Latisha Besariani

Turnsense

Turnsense

2025

2025

Timeline

4 Weeks, March 2025

Tools

Google Colab, Python, Huggingface

Overview

TurnSense is a lightweight end-of-utterance (EOU) detector built for real-time voice AI. It runs on SmolLM2‑135M, tuned for low-power devices like Raspberry Pi, and hits solid accuracy without sacrificing speed.

EOU detection helps conversational systems figure out when someone’s actually done speaking—beyond what Voice Activity Detection (VAD) can offer. TurnSense does this by looking at the text itself: patterns, structure, and meaning.

The model’s open-source—check out the repo if you're curious.

How I Made It

One afternoon I was tinkering with my TARS‑AI voice assistant on a Raspberry Pi and noticed that something just felt off—conversations weren’t flowing naturally. Voice Activity Detection (VAD) clearly wasn’t enough. So I started scouring the web to figure out how to make turn‑taking feel more human, and that’s when I came across LiveKit’s turn detector model, which I think had just come out around January. It was built on SmolLM2‑135M—but their license locks it into LiveKit Agents, so I couldn’t use it in TARS‑AI.

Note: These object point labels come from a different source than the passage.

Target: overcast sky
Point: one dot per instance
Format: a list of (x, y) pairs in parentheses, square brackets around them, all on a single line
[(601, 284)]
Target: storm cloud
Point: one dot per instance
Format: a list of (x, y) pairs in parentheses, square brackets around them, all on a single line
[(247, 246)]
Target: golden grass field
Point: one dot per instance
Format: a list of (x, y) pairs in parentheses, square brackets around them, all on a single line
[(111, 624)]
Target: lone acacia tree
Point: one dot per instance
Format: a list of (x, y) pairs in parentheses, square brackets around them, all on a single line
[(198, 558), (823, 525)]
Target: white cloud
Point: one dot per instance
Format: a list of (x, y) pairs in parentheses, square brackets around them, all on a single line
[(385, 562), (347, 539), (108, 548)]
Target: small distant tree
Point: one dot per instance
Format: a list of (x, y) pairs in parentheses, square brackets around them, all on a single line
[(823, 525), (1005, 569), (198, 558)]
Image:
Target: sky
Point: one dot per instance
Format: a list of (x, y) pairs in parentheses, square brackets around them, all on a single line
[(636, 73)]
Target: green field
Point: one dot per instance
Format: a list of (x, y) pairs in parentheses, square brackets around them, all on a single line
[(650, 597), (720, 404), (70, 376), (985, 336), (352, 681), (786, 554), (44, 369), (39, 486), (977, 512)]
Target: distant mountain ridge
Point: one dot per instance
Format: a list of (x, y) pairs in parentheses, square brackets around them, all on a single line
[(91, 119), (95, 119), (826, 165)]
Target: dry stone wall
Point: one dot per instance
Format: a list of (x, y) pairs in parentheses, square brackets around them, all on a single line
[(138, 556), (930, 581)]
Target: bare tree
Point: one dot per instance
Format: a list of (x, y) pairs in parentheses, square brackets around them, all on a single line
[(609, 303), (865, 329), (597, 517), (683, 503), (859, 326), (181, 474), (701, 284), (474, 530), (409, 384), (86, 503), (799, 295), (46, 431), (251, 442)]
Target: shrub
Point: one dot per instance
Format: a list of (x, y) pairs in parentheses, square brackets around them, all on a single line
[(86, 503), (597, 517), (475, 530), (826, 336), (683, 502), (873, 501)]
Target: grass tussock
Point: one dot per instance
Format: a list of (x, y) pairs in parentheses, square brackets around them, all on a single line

I was frustrated, so I dove into the MultiWOZ dataset, tried annotating 20K examples with an LLM, and hit a wall at 60% accuracy: the raw, noisy and inconsistent LLM‑annotated data just didn’t translate. After a late‑night face‑palm, I switched gears and hand‑curated a clean 2K‑sample set of punctuated user sentences, trimmed the context window to the last utterance only, and fine‑tuned SmolLM2‑135M with a LlamaForSequenceClassification head. To keep training feasible on my limited compute, I used LoRA adapters—only a few million extra parameters to tune—so I could squeeze everything into a single Colab GPU in under an hour. Honestly, I just picked sequence classification because it made sense for a yes/no task like “Is this the end?”—rather than chasing next‑token predictions. Maybe LiveKit had better reasons to go with LlamaForCausalLM, especially since SmolLM2 was probably trained with a prompt‑based objective. I haven’t really dug into what that output difference means yet, but if I ever explore causal LM heads, I’ll probably need to rethink how I tokenize and prep the data too. For now, this setup gets me where I need to be: 97.5% accuracy (93.75% after 8‑bit quantization) and solid real‑time performance on the Pi.

But one thing I noticed from my architecture is that it’s entirely text-based—so it misses a lot of cues and depends heavily on the quality of the STT output. You can’t really tell from just “Hello” whether someone’s done or about to keep going. So maybe in the future, I’d like to explore a multimodal approach to handle that—audio, prosody, or something else. I don’t know how yet, but I’ll figure it out.

Today TurnSense sits at the sweet spot between research and engineering: a tiny, lean model that actually knows when to hand back the mic. It’s been a wild four‑week sprint—from wrestling with noisy LLM annotations to reverse‑engineering LiveKit’s hints, to fine‑tuning on Colab and pushing benchmarks on a Pi—and it’s only the beginning. Next up: experimenting with hybrid heads, adding prosody cues, and maybe even a dash of multilingual flair.